The accuracy of training set is lower than testing set

Question

The accuracy of training set is lower than testing set

Closed this issue 3 years ago · 3 comments

When I reproduced the original paper with your code, after 50000 steps, the correct rate of the model in yanzhengji1 and test set was greater than 99%, while in training set it was 91%, which was the result after repeated four times. Do you know the reason?

Answer 1 · 2021-09-19T16:20:57.000Z

Hello @mars234. Did you get 99% in the validation set, or in the test set? Or both?

I've noticed something similar in my own training curves, though I've trained only up to 23000 steps as said in the paper. At 23K steps, training accuracy is 93.34% and validation accuracy is 96.15%, which is indeed unusual. Accuracy of the test set, however, is 95.98% -- which is similar to the validation, as it should be.

In fact, my training accuracy is always a bit worse than validation accuracy from the beginning.
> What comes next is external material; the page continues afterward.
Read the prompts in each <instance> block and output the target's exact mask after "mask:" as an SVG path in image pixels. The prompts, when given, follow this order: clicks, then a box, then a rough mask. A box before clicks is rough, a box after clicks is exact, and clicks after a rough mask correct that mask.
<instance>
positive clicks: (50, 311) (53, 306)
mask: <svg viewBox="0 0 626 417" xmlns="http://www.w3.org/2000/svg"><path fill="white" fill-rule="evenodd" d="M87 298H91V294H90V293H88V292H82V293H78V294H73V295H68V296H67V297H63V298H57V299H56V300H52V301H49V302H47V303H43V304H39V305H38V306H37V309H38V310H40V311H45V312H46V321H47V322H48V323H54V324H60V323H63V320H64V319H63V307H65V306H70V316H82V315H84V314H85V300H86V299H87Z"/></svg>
Here's a log from wandb, where you can see that validation accuracy is higher than training from the start.

The only possibilities I can currently think of are:

Maybe the Spectral Augmentation, which is applied only during training, somehow makes it a bit harder for the model to make right predictions -- hence training accuracy lags behind validation
There may be some form of data leakage in the actual Google Speech Commands dataset, though I see no easy way to verify this
There may be a bug in my code that I'm missing

Answer 2 · 2021-09-23T12:18:09.000Z

 Thank you very much for your reply. Even if I use the smallest KWT-1, the accuracy in training set and validation set is 99.5%. Because of the limitation of the GPU memory, I set batch to 256 and epoch to 140, so my steps are equal to 58000, which are twice as large as the original paper.
After my research, I think the first possibility you mentioned is relatively large. I try to use the model to predict the original training set without data augmentation, and the results show that the model can still achieve 99% accuracy. This shows that the model can learn the features of the original data well. On the other hand, I check all your code and find no bugs.

Thank you very much for your opening code. I have benefited a lot from it.

Answer 3 · 2021-09-23T17:13:39.000Z

Indeed, it is the first case. I sent an email to Axel Berg, the paper's author, and according to him, training accuracy being lower than validation is normal and expected. It is caused by the aggressive augmentation and weight decay used to prevent the model from overfitting. Transformers easily overfit and typically require strong regularization.

Axel was also kind enough to send me the official training/validation curve for KWT-1 (orange: train, blue: validation), and you can basically observe the same thing here: validation accuracy remains higher than training all the time.